Preheat your oven to 400 degrees Fahrenheit. Cut the butternut squash into small cubes (about 1/2 inch on each side) and place on parchment paper on a baking sheet. Sprinkle with salt and pepper to taste and drizzle with olive oil. Roast in the oven 20-30 minutes, until golden and caramelized around the edges, then set aside.
Make the sage pesto. It's good to make this towards the end of the dough's rise. Place the parmesan cheese, sage, parsley, nuts, and garlic in the food processor; blend until combined, then add the olive oil slowly while processing. Add the lime juice; process once more, then remove from the food processor and place in a bowl. Add salt and pepper to taste, then cover the bowl with plastic wrap and place it in the fridge, where it will stay until assembly.

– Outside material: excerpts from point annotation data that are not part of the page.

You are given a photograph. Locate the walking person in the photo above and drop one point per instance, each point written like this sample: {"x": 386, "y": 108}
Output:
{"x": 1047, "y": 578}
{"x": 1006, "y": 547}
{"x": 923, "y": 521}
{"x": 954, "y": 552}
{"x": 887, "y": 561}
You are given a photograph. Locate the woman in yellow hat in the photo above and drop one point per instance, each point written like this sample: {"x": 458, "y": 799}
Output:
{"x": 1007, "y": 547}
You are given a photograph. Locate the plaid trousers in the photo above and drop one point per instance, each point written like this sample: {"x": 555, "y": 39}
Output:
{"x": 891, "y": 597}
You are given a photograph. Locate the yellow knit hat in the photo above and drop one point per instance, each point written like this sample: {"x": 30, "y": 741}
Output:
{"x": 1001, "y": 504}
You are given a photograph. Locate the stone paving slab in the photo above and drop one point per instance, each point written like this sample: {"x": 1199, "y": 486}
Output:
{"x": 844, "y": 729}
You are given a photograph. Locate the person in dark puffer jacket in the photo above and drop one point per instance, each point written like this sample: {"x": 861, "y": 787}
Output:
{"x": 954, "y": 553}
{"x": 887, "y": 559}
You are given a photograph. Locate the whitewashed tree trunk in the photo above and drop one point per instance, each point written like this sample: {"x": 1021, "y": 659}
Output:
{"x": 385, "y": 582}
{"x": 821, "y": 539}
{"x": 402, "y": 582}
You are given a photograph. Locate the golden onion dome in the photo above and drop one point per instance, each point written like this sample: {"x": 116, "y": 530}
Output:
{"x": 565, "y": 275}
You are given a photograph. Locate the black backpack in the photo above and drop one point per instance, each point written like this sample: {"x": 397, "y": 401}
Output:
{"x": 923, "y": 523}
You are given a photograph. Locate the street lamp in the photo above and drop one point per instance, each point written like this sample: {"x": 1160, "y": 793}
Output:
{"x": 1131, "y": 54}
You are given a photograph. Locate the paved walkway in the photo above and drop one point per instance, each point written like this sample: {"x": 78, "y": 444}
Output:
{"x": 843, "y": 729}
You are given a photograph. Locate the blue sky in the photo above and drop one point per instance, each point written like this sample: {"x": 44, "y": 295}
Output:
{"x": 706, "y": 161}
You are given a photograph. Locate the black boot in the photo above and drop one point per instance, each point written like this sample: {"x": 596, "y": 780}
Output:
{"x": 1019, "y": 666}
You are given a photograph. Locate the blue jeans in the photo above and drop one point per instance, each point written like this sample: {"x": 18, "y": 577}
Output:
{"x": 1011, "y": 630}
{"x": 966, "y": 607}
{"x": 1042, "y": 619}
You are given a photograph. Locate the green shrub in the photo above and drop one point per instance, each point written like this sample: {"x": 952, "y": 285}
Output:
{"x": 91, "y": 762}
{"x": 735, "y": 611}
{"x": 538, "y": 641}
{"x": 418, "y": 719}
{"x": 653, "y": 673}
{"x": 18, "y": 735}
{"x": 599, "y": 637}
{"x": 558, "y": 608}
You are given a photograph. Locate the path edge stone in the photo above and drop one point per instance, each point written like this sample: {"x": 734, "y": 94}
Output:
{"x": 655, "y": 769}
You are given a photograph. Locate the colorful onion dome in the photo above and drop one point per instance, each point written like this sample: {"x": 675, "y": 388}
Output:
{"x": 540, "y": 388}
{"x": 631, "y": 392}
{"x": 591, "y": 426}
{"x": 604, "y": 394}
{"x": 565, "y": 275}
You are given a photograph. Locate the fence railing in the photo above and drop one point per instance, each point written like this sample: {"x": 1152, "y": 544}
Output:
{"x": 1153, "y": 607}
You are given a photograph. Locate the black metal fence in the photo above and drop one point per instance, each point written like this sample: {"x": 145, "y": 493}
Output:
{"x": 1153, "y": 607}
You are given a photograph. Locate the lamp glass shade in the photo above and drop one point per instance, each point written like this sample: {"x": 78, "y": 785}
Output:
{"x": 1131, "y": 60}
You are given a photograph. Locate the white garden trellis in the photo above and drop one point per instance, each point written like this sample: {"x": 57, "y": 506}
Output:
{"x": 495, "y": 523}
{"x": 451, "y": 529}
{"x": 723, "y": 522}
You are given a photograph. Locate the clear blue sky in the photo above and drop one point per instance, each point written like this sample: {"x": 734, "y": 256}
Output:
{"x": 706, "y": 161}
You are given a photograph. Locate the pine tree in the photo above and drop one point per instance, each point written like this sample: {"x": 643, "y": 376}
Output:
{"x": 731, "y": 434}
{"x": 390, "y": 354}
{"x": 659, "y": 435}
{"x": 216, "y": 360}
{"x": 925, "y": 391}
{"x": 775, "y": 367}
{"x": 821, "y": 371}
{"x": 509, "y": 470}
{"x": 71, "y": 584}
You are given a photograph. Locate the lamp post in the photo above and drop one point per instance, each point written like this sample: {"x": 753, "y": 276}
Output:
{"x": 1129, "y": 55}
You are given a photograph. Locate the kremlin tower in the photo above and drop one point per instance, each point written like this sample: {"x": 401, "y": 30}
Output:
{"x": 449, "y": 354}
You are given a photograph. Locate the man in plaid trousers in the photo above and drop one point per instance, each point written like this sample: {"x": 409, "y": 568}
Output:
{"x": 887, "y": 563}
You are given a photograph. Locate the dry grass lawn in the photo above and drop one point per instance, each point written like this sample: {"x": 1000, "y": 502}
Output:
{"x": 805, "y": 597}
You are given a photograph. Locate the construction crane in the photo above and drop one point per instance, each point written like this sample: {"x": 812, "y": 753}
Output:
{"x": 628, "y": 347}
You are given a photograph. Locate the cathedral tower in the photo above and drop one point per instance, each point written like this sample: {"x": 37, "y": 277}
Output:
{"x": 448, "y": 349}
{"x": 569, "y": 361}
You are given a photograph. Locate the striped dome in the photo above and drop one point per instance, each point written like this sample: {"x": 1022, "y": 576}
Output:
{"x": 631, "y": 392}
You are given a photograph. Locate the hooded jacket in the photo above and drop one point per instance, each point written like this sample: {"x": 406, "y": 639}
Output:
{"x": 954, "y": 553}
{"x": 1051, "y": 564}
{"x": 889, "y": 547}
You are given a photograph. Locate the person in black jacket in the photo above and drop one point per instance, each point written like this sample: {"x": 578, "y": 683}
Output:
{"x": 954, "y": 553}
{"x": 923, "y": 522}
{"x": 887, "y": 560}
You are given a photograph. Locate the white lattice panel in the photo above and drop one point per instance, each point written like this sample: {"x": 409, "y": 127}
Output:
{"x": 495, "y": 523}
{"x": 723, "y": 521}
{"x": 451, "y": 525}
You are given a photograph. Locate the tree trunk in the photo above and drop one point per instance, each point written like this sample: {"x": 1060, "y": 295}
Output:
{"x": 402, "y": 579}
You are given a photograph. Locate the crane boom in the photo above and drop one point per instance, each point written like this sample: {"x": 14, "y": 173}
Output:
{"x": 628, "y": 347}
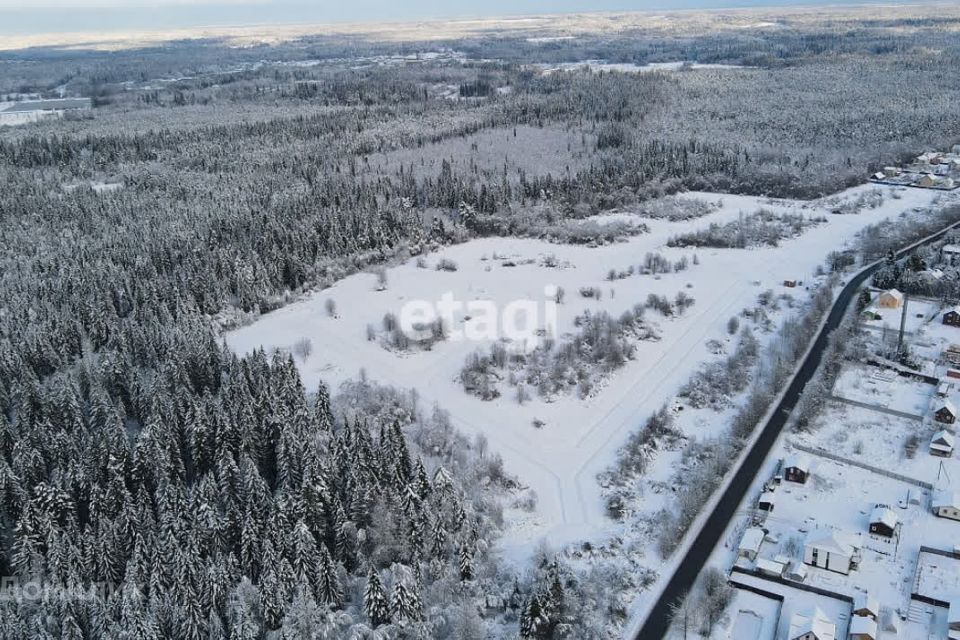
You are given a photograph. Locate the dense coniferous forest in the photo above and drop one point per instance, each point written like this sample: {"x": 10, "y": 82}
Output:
{"x": 157, "y": 485}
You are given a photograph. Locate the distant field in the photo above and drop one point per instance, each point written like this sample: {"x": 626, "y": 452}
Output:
{"x": 49, "y": 105}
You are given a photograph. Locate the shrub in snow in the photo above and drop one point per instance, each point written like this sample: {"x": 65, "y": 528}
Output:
{"x": 446, "y": 264}
{"x": 302, "y": 348}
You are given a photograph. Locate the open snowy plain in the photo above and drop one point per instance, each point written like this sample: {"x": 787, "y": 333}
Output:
{"x": 578, "y": 438}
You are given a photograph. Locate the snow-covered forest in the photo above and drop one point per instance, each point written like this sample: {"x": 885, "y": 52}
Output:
{"x": 159, "y": 485}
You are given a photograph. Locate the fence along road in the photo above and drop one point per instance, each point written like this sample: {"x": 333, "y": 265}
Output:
{"x": 708, "y": 535}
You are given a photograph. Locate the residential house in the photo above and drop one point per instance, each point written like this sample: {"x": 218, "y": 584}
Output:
{"x": 952, "y": 353}
{"x": 797, "y": 469}
{"x": 891, "y": 299}
{"x": 866, "y": 605}
{"x": 767, "y": 501}
{"x": 926, "y": 180}
{"x": 750, "y": 543}
{"x": 826, "y": 549}
{"x": 942, "y": 443}
{"x": 952, "y": 317}
{"x": 883, "y": 521}
{"x": 811, "y": 624}
{"x": 796, "y": 571}
{"x": 946, "y": 504}
{"x": 944, "y": 411}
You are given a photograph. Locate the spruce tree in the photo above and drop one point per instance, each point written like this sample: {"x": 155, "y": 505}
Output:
{"x": 375, "y": 603}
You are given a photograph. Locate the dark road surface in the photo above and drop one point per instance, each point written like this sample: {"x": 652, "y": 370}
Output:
{"x": 657, "y": 622}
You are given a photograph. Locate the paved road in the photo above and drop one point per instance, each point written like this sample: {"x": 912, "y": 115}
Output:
{"x": 683, "y": 578}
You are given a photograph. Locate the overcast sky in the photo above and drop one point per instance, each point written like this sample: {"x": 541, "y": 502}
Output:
{"x": 41, "y": 16}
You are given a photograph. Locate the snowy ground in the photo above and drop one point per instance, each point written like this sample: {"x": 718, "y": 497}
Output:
{"x": 579, "y": 438}
{"x": 884, "y": 389}
{"x": 919, "y": 312}
{"x": 628, "y": 67}
{"x": 840, "y": 496}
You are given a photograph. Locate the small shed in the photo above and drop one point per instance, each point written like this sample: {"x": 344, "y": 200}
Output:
{"x": 946, "y": 504}
{"x": 952, "y": 317}
{"x": 750, "y": 543}
{"x": 770, "y": 567}
{"x": 942, "y": 444}
{"x": 890, "y": 299}
{"x": 944, "y": 411}
{"x": 953, "y": 619}
{"x": 883, "y": 521}
{"x": 863, "y": 628}
{"x": 797, "y": 469}
{"x": 951, "y": 253}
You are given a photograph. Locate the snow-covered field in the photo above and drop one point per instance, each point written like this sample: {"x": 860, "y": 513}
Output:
{"x": 579, "y": 438}
{"x": 629, "y": 67}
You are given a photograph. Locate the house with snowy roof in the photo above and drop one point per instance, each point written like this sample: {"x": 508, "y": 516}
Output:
{"x": 883, "y": 521}
{"x": 946, "y": 504}
{"x": 943, "y": 411}
{"x": 953, "y": 619}
{"x": 797, "y": 469}
{"x": 951, "y": 317}
{"x": 828, "y": 549}
{"x": 890, "y": 299}
{"x": 811, "y": 624}
{"x": 866, "y": 605}
{"x": 942, "y": 444}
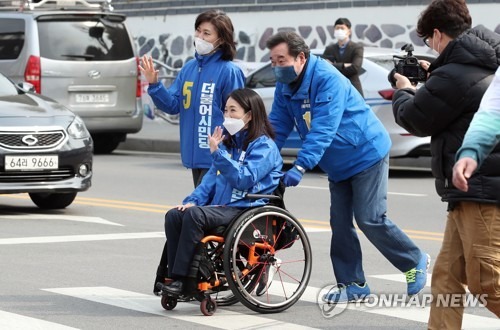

Prepare the nutmeg cream sauce. Mix the milk and cream together in a small saucepan and heat them on low heat. Meanwhile, heat the butter in a medium saute pan on medium heat; add the minced shallot and cook 1-2 minutes while stirring to remove the sharpness from the shallot, then add the flour and cook an additional 1-2 minutes. Then add the wine; reduce 2-3 minutes before adding the warmed milk and cream mixture. Reduce an additional 5-10 minutes, or until the sauce reaches a thick consistency; remove from heat. Add a pinch of nutmeg and salt and pepper to taste.
Prepare the rest of the toppings for assembly. Tear the prosciutto into strips; crumble the goat cheese; grate the Parmesan. Cut the onion into long pieces and cook it in some olive oil over medium-low heat until it caramelizes, adding a pinch of white sugar if necessary.